There was a lot of hubbub about phased retirement, as well as the development of a 129-page rulebook that the U.S. Office of Personnel Management released in August 2014 that articulated the regulations and processes that would make it tick.
But nearly a year since OPM released the rules governing phased retirements and several years after Congress passed a law that required OPM to develop those rules, most federal workers still can’t take this road to retirement.
Agencies are given the option to implement phased retirement, which allows full-time employees to transition to part-time schedules while letting them draw on their retirement benefits. But many agencies have not opened that door for their employees. Or they outright closed it.
The United States Postal Service, for example, is unequivocally clear about its position on phased retirement: “The Postal Service has examined this program closely and has determined that it will not implement the program at this time,” according to a statement posted on its website.

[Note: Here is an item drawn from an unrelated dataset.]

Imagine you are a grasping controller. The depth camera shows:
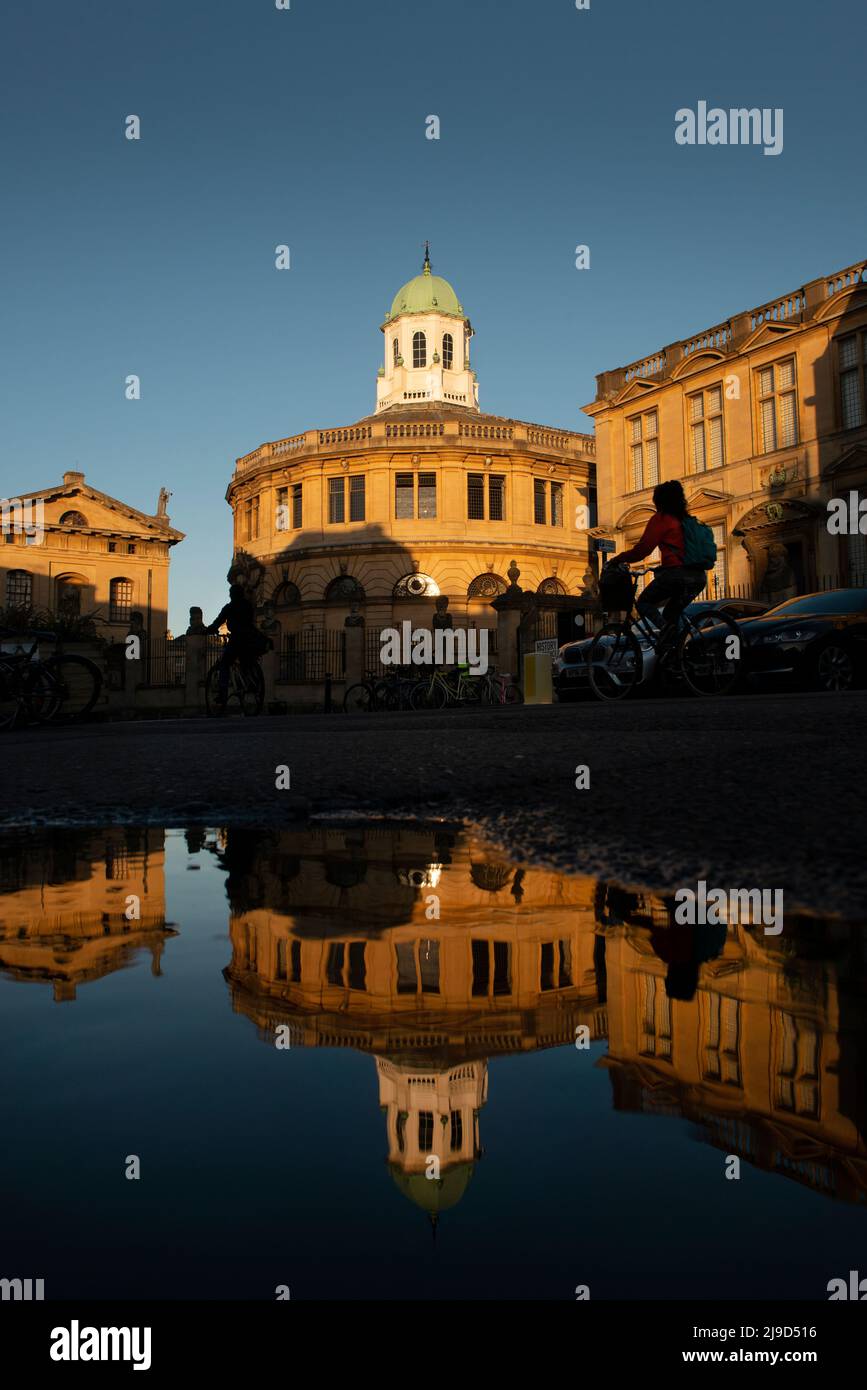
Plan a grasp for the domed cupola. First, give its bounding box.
[377,242,478,411]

“The final rule states that agency implementation of this program is not mandatory; rather, implementation is discretionary for each agency. Agencies choosing to implement the program decide whether phased retirement will be available to all, some, or none of their employees,” according to the USPS.
That much is true. And it appears because phased retirement is optional, many agencies are choosing to not extend it to their respective workforces, much to the disappointment of many federal workers who wanted to reduce their hours on the job and begin drawing on their retirement benefits.

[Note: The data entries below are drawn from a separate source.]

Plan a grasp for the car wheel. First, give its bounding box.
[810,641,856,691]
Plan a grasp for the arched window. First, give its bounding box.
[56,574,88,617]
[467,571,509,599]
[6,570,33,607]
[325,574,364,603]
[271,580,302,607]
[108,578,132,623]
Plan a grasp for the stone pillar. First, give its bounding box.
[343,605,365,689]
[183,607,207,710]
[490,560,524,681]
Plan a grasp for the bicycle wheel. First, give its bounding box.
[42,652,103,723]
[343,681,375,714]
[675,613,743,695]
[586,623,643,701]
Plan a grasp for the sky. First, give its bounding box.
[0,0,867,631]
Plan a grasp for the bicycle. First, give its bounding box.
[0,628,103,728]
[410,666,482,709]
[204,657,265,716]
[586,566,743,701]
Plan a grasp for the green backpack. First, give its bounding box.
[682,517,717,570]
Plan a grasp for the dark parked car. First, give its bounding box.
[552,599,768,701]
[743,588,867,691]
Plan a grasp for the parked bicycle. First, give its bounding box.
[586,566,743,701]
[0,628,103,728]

The law does not force workers to retire.
In general, the law allows retirement eligible federal employees to work part-time, collect a partial pension to compensate for their lost full-time salary and accrue retirement benefits for their part-time work.
The Obama Administration pitched the law as a way to stem a seemingly runaway brain drain among federal agencies since increased numbers of workers were seeking retirement, leaving many younger, less experienced workers to figure out the job on their own.
To combat the brain drain and help younger workers, the law required phased retirees to “mentor” less experienced workers for at least 20 percent of their time on the job. So, in a sense, more experienced employees pass the baton to their new colleagues.
This is an option if you work for the Library of Congress.
The tiny organization, in comparison to other behemoths in the sprawling federal system, is “pioneering the concept of phased retirement for federal workers,” according to an article published in The Washington Post.
But if you don’t work for the Library of Congress, more than likely you aren’t in luck.
Either federal workers will have to wait longer for their agencies to implement phased retirement or there is a growing possibility that it will never become available. As with anything new in the government, it surely will be a wait-and-see game for some time.